We use `set-hash-table!`

here since we want to completely swap our old table for this new one.

We're not done though, since by doing this we've discarded the values in our old table. Instead we will need to *rehash* these values into the new table. This rehashing step is necessary since our hash function relies on the size of our table, so we can't reuse indices from the old table as they would not match up to their corresponding keys.

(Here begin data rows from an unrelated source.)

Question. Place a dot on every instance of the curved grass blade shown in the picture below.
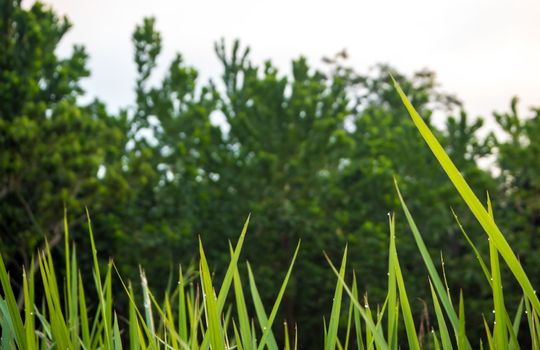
(472, 201)
(336, 308)
(277, 302)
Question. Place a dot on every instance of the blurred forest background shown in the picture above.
(310, 155)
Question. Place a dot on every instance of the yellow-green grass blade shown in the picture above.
(499, 332)
(73, 303)
(436, 344)
(476, 252)
(227, 280)
(462, 338)
(130, 295)
(349, 326)
(211, 309)
(59, 330)
(273, 313)
(237, 337)
(336, 308)
(443, 329)
(117, 339)
(515, 326)
(404, 300)
(107, 322)
(287, 345)
(489, 337)
(500, 335)
(243, 318)
(393, 307)
(365, 313)
(259, 309)
(357, 321)
(433, 274)
(472, 201)
(369, 331)
(134, 342)
(29, 319)
(168, 321)
(85, 330)
(182, 312)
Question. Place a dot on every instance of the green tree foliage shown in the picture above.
(51, 147)
(311, 153)
(518, 160)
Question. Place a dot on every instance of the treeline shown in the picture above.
(310, 155)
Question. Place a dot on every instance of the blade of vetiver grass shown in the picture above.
(286, 335)
(476, 252)
(404, 300)
(243, 318)
(211, 309)
(131, 299)
(85, 331)
(462, 338)
(349, 326)
(392, 327)
(434, 275)
(499, 332)
(11, 307)
(489, 337)
(511, 331)
(182, 312)
(336, 308)
(134, 343)
(59, 330)
(227, 280)
(379, 338)
(97, 278)
(435, 340)
(273, 313)
(29, 319)
(517, 319)
(237, 337)
(259, 310)
(443, 330)
(472, 201)
(357, 322)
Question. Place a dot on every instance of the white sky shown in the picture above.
(485, 51)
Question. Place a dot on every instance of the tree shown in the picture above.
(51, 148)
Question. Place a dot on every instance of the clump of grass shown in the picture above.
(197, 316)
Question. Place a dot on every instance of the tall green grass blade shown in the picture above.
(442, 289)
(472, 201)
(211, 309)
(273, 313)
(182, 312)
(12, 314)
(357, 320)
(443, 329)
(336, 308)
(243, 318)
(107, 322)
(489, 337)
(259, 309)
(500, 335)
(462, 338)
(365, 313)
(404, 300)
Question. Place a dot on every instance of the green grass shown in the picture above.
(197, 316)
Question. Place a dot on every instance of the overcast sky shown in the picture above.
(485, 51)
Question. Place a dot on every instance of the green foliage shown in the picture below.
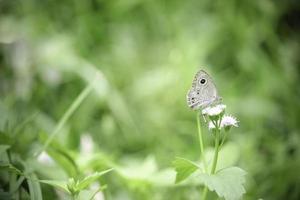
(74, 187)
(227, 183)
(184, 168)
(146, 53)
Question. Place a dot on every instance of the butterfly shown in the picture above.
(203, 92)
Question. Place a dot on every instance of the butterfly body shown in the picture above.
(203, 91)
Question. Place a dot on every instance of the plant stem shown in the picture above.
(204, 192)
(201, 142)
(217, 143)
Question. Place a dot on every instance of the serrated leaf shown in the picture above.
(90, 179)
(227, 183)
(58, 184)
(184, 168)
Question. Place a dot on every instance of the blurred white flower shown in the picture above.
(229, 121)
(214, 110)
(211, 125)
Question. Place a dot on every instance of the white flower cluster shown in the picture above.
(216, 113)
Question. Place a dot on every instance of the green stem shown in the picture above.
(204, 193)
(223, 139)
(201, 142)
(217, 144)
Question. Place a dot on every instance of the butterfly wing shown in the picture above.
(203, 91)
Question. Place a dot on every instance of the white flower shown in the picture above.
(211, 125)
(214, 111)
(228, 121)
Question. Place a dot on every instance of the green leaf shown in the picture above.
(184, 168)
(90, 179)
(34, 187)
(227, 183)
(3, 148)
(58, 184)
(11, 168)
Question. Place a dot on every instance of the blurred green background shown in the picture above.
(144, 55)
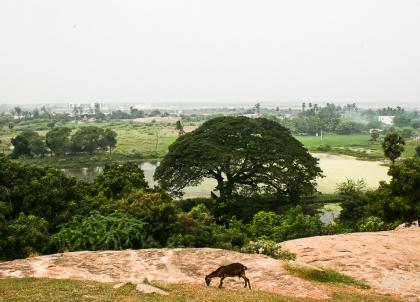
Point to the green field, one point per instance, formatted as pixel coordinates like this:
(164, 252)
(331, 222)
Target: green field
(138, 141)
(359, 146)
(49, 290)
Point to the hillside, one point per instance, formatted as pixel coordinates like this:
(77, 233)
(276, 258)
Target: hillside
(388, 261)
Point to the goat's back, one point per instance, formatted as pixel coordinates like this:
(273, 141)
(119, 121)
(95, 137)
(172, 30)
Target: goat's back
(231, 269)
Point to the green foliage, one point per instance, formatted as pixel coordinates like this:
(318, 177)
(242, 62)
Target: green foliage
(373, 224)
(26, 235)
(267, 247)
(324, 148)
(407, 133)
(393, 146)
(155, 209)
(57, 139)
(87, 139)
(374, 135)
(43, 192)
(117, 181)
(240, 154)
(100, 232)
(290, 225)
(198, 228)
(109, 139)
(21, 147)
(389, 205)
(351, 188)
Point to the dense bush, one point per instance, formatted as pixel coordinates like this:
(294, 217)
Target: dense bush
(100, 232)
(391, 204)
(290, 225)
(44, 211)
(262, 246)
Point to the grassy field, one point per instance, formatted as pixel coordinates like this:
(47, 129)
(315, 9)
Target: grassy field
(40, 290)
(359, 146)
(137, 141)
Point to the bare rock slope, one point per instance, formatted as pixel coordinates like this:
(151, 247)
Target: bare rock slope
(388, 261)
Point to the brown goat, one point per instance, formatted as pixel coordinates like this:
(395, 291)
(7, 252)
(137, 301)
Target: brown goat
(231, 270)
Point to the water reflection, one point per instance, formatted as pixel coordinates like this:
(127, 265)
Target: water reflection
(336, 169)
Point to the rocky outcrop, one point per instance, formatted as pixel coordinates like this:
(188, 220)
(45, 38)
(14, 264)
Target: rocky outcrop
(162, 266)
(388, 261)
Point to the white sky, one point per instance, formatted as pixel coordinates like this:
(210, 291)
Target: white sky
(213, 51)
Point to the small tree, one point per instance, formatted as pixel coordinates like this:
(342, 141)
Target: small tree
(57, 140)
(374, 135)
(109, 139)
(393, 146)
(180, 128)
(21, 147)
(87, 139)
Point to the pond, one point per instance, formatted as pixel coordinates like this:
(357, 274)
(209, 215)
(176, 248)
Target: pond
(336, 169)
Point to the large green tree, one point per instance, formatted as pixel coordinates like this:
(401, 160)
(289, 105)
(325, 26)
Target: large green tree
(240, 154)
(393, 146)
(87, 139)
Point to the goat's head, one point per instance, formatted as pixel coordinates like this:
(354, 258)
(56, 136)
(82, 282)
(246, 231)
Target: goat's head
(208, 279)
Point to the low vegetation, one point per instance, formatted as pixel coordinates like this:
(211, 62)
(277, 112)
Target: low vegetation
(43, 290)
(329, 276)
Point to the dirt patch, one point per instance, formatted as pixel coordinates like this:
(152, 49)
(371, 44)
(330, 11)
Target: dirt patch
(388, 261)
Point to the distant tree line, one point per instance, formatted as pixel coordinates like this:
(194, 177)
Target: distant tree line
(60, 141)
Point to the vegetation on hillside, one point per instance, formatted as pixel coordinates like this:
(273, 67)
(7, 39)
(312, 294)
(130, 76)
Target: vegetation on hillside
(40, 290)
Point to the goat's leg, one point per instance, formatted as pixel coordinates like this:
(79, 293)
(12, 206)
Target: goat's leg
(249, 284)
(221, 282)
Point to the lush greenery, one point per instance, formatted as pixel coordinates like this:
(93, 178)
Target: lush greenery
(46, 290)
(391, 204)
(44, 211)
(324, 275)
(241, 154)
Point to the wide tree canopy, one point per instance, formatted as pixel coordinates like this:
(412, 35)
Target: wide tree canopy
(241, 154)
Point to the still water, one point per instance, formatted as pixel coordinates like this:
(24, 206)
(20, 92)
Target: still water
(336, 168)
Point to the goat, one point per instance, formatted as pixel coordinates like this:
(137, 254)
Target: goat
(231, 270)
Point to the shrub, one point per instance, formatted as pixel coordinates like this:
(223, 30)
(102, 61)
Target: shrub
(27, 235)
(292, 224)
(324, 148)
(373, 224)
(351, 188)
(262, 246)
(99, 232)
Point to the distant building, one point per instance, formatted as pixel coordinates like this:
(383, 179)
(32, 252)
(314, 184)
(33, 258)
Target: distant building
(386, 119)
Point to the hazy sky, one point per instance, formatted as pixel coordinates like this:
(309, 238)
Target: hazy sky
(212, 51)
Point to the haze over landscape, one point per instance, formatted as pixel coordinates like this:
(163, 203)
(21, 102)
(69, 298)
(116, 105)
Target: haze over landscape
(210, 52)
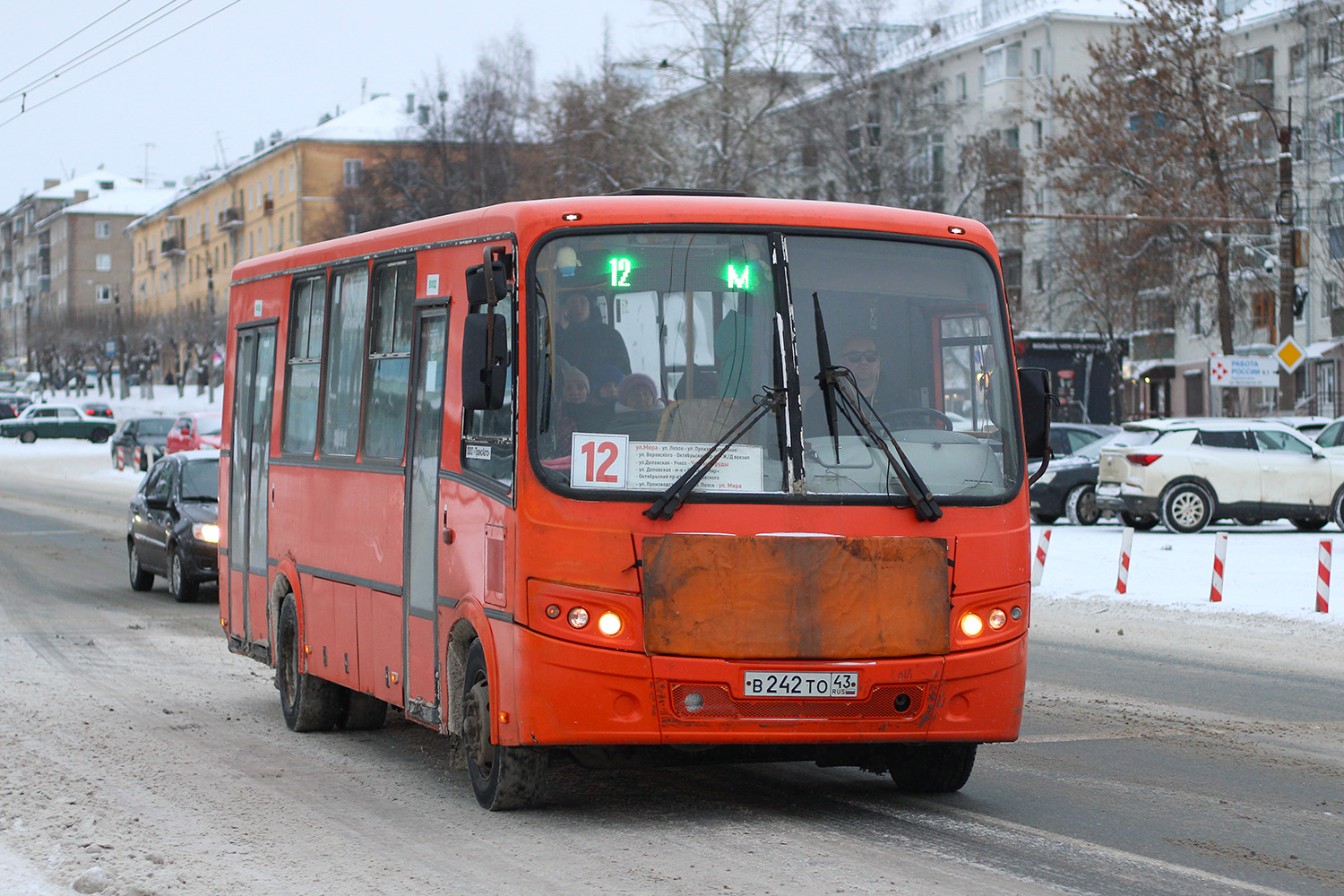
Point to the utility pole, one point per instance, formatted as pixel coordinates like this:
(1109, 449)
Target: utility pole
(1285, 210)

To rehash our values, we iterate over each sublist in the old table, and then over each key-value pair in those sublists. At each step, we want to calculate the new index using the hash function and insert into the new table.^{6} This can be achieved neatly with Racket's `for*`

construct for nested loops:

```
; Create a new table that is at least twice as large as the original.
; Values from the old table are rehashed into the new one.
(define (hash-resize! hash)
(let* ([old-size (vector-length (hash-table hash))]
[new-size (next-prime (* 2 old-size))]
[new-table (build-vector new-size (λ (n) null))])
(for* ([lst (hash-table hash)]
[pair lst]
#:unless (null? lst))
(let* ([idx (hash-func (car pair) new-size)]
[lookup (vector-ref new-table idx)])
(vector-set! new-table idx (cons (cons (car pair) (cdr pair))
lookup))))
(set-hash-table! hash new-table)))
```

The `#:unless`

guard lets us skip over null elements in the old table. Note that this resizing step, while helpful, is relatively expensive, as it requires a sequential walk through the original table. Additionally, `next-prime`

can be expensive for large inputs.

With our `hash-resize!`

function written, our work is now complete! Now if we add to a table past 80% capacity, it will automatically size up. If we set our initial size in the definition of `make-hash`

to 3, then:

```
> (define my-table (make-hash))
> (hash-table my-table) ; --> '#(() () ())
> (vector-length (hash-table my-table)) ; --> 3 (initial size)
> (hash-set! my-table "key1" "value1")
> (hash-set! my-table "key2" "value2")
> (hash-set! my-table "key3" "value3") ; -->
> (hash-table my-table) ; --> '#(() (("key3" . "value3")) (("key2" . "value2")) (("key1" . "value1")) () () ())
> (vector-length (hash-table my-table)) ; --> 7 (next prime after doubling 3)
```

## Conclusion

Hopefully with this exercise, you've gained some more intuition about how hash tables actually work behind the scenes. I also think this program can help show off some of the expressive power of Racket. If you have any questions or comments, please email me!

The full code can be found here.

### References

This post is inspired by Ben Awad's video on implementing hash tables in JavaScript. I also made use of this article by InterviewCake that outlines the main concepts surrounding hash tables.

### Notes

^{1}

See this answer on StackExchange for a more in depth explanation.

^{2}

If the same key has been set twice, it will collide, but the most recent key-value pair will appear first, so it will still be found first by findf. We could make this more precise by adding more logic to our set function to deal with this edge case.

^{3}

We could also dynamically decrease the size of the table as items are removed to decrease our memory footprint, but we won't get to that here.

^{4}

I don't love this solution, since it involves more mutation, but otherwise we would have to count the number of non-null elements in our table every time we wanted to calculate our load factor. This would need to be sequential, and so would force our insertions to occur in linear, rather than constant time, which we can't afford.

^{5}

This is inaccurate, since we shouldn't increment the counter when there is a collision, so there should be some extra logic here to check first.

^{6}

You'll notice this is the same code we used in hash-set! so we could pull out these lines into its own function instead of copy-pasting.